Ways in which a Personal Loan can Help your Credit History and Credit Scores
Depending on how you handle personal loans, they can help in boosting your credit score in several ways.
- It helps you build a credit history from scratch – If you have not taken any loans, your credit history is a blank slate. This doesn’t work in your favour, especially when you’re applying for new loans or credit cards. By taking a personal loan and repaying it on time, you build a good repayment history recorded in your credit report. Besides helping you build your credit score, this also helps demonstrate your ability to repay loans on time to future lenders. This is a huge benefit, especially if you’re planning to apply for bigger loans in the future like home loans, etc.
- It improves your credit mix – As mentioned above, the credit mix plays a significant role in impacting your credit score. Having a balanced combination of different types of credit:
- Secured loans (like home loans, car loans, two-wheeler loans)
- And unsecured loans (like personal loans, credit cards)

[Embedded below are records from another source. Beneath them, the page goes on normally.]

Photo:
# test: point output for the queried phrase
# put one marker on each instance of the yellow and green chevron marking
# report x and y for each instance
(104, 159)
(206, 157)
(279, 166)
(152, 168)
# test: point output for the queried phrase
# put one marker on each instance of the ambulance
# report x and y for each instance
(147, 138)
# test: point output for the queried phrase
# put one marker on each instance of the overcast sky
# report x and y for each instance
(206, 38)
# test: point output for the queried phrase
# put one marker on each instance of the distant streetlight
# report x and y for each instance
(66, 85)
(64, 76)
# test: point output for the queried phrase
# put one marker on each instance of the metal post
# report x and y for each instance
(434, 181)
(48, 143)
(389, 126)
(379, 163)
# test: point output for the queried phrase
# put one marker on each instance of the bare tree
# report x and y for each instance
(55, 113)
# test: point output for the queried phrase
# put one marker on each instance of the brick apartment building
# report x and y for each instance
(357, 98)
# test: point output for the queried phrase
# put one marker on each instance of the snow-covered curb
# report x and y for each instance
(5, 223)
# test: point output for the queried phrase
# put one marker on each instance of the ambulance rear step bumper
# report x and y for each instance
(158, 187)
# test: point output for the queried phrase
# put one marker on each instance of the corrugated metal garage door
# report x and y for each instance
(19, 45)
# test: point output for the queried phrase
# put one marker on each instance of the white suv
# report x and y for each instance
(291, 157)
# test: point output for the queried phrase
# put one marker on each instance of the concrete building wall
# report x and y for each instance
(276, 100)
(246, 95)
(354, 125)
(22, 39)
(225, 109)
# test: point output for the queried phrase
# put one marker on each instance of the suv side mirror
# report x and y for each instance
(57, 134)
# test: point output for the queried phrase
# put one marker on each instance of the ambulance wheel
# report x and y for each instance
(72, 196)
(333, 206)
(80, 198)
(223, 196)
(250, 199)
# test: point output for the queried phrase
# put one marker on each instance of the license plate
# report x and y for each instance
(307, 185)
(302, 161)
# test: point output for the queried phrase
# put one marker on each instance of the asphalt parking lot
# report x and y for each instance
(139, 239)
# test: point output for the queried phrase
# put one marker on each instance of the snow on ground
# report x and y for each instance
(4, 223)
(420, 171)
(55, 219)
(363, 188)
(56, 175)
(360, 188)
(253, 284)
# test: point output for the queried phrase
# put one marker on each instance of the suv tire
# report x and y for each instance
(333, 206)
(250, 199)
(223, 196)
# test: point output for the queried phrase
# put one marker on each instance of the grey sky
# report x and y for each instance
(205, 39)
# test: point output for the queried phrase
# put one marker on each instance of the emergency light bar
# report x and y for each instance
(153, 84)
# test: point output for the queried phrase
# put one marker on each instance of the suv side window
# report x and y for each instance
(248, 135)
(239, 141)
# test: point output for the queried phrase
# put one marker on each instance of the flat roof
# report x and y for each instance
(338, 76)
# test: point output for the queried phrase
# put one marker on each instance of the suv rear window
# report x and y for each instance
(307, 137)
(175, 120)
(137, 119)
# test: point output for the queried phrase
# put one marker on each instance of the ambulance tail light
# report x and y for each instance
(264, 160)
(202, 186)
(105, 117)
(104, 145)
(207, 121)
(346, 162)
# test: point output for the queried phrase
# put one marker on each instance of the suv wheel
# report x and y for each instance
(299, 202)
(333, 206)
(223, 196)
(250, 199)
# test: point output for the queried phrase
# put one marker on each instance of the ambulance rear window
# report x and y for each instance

It shows lenders that you can handle different types of credit responsibly. If your portfolio has only secured loans, then taking a personal loan helps balance it out, which improves your credit score.
- Builds a Positive Payment History – Repaying home loan EMIs on time helps you establish positive repayment history. Your timely repayments are recorded by the credit bureaus, which in turn significantly boosts your credit score.
- Lowers the Credit Utilisation Ratio – Since a personal loan is an instalment loan (one-time loan amount disbursement and monthly repayments in the form of EMIs), the loan amount doesn’t factor into your credit limit. You can use the loan amount to handle emergencies instead of using your credit card. This way, your credit utilisation ratio is reduced, which in turn improves your credit score in a positive way.
Personal Loans and Credit Scores
From a credit rating perspective, using a personal loan to meet emergencies is a much better choice than using your credit card. This is because of the following advantages of a personal loan:
- Competitive interest rates
- Bigger loan amount
- Reduces credit utilisation ratio
- Improves your credit mix
- Builds a strong repayment history
The Bottom Line
The key is repaying the loan on time
A personal loan is a double-edged sword. It offers various benefits, provided you handle it responsibly. Taking a personal loan can cause your credit score to drop by a few points temporarily. However, by repaying the loan on time, you can use the loan to boost your credit score in the long run, improving your eligibility for securing bigger loans and premium credit cards in the future.
If you decide to take a personal loan, make sure to research and compare the best loan offers in the market. Using a loan aggregator like CreditMantri gives you the list of all best personal loans matched to your credit profile. You can then compare and choose the best loan for your financial situation.
- Taking a personal loan can affect your credit score in both good and bad ways.
- You may notice a temporary drop in your credit score as soon as you apply for the loan.
- However, by repaying the loan on time, you can boost your credit score and build a stellar credit history over time.
- Handling the loan repayments on time positively affects your credit score, as it demonstrates that you can handle debt responsibly.